This video is 18 months old.
I watch it and I wonder what PD is thinking. Actually, I wonder why the penalty system takes time to show a result, because it surely isn't checking any conditions.
It's not checking the location on the track. It's not checking the location of the contact on the car. It's not comparing speeds. It's doing nothing.
Now, 18 months later, instead of having been continuously refined and improved so that it is better at assigning blame and appropriate punishment, it's the worst it has ever been,
I have a simple idea to improve it. Roll the dice and assign random penalties, to a random selection of half the field, at the start of the race. That will work just as well
That's just it. The system CAN. The mere fact that someone is braking, and then is all of a sudden punted off track without applying that force through the controller is obvious. If it weren't a known thing, then the accident would not happen.
They can check the collision location on the car
They can check the force of the collision
They can check the location on the track
They can check the orientation of the car
etc, etc, etc,
The system cannot form opinions or judgments, but it doesn't need to. As I've stated, it needs car states to create context, and then some simple rules to create penalties. Those penalties change based on the context.
For instance. If cars are in an acceleration zone, they should be in a "normal" state. If someone in a normal state applies brakes, and then gets hit from behind, that's a brake check. The person who applied the brakes gets a penalty.
That allows cars to then go into a "braking" state when the enter a braking zone and penalize rear end contact normally.
This also means that if two cars are in a normal state, you can have very low penalty values for front to rear contact, which would allow bump drafting.
Cars that have gone off track, even with just two wheels, go into an "off track" state so, if they side contact someone or get hit in the rear quarter panel, they still get the penalty (essentially penalizing an unsafe re-entry of the track)
I can think of a few more, but you get the idea.
The cars need 6 points of impact (front, rear, front left, front right, rear left, rear right) and a penalty table that gives a basic value of penalty for contact between those six points.
You then duplicate the table for the different states.
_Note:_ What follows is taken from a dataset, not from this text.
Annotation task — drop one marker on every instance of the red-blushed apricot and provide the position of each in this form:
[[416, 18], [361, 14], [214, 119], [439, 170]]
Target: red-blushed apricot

You can add a "blame factor" by checking against certain track criteria (these are the rules I mentioned). For instance, on contact between two car, check the orientation of the cars relative to the orientation of the racing line. The person who is most divergent, ergo most off-line gets a multiplication of the penalty result.
Impact force multiplies the penalty value.
You compare the values, subtract the lower value from the higher value, and assign the higher value to the person who earned it.
This is an idea off the top of my head, while I am in my robe, drinking coffee, but I bet it will work better than what ever they are doing now. It's not AI and it should not need a lot of overhead to compute.
Heck, right now, in game, they can accurately determine who started a multi car collision, so they have already solved the most difficult part of any penalty system.
The folks at PD aren't playing their own game. If they were, they'd be just as up in arms as we are. Kaz isn't a coder, so he probably has to rely on someone else who is saying that a good system is impossible, but it's not impossible.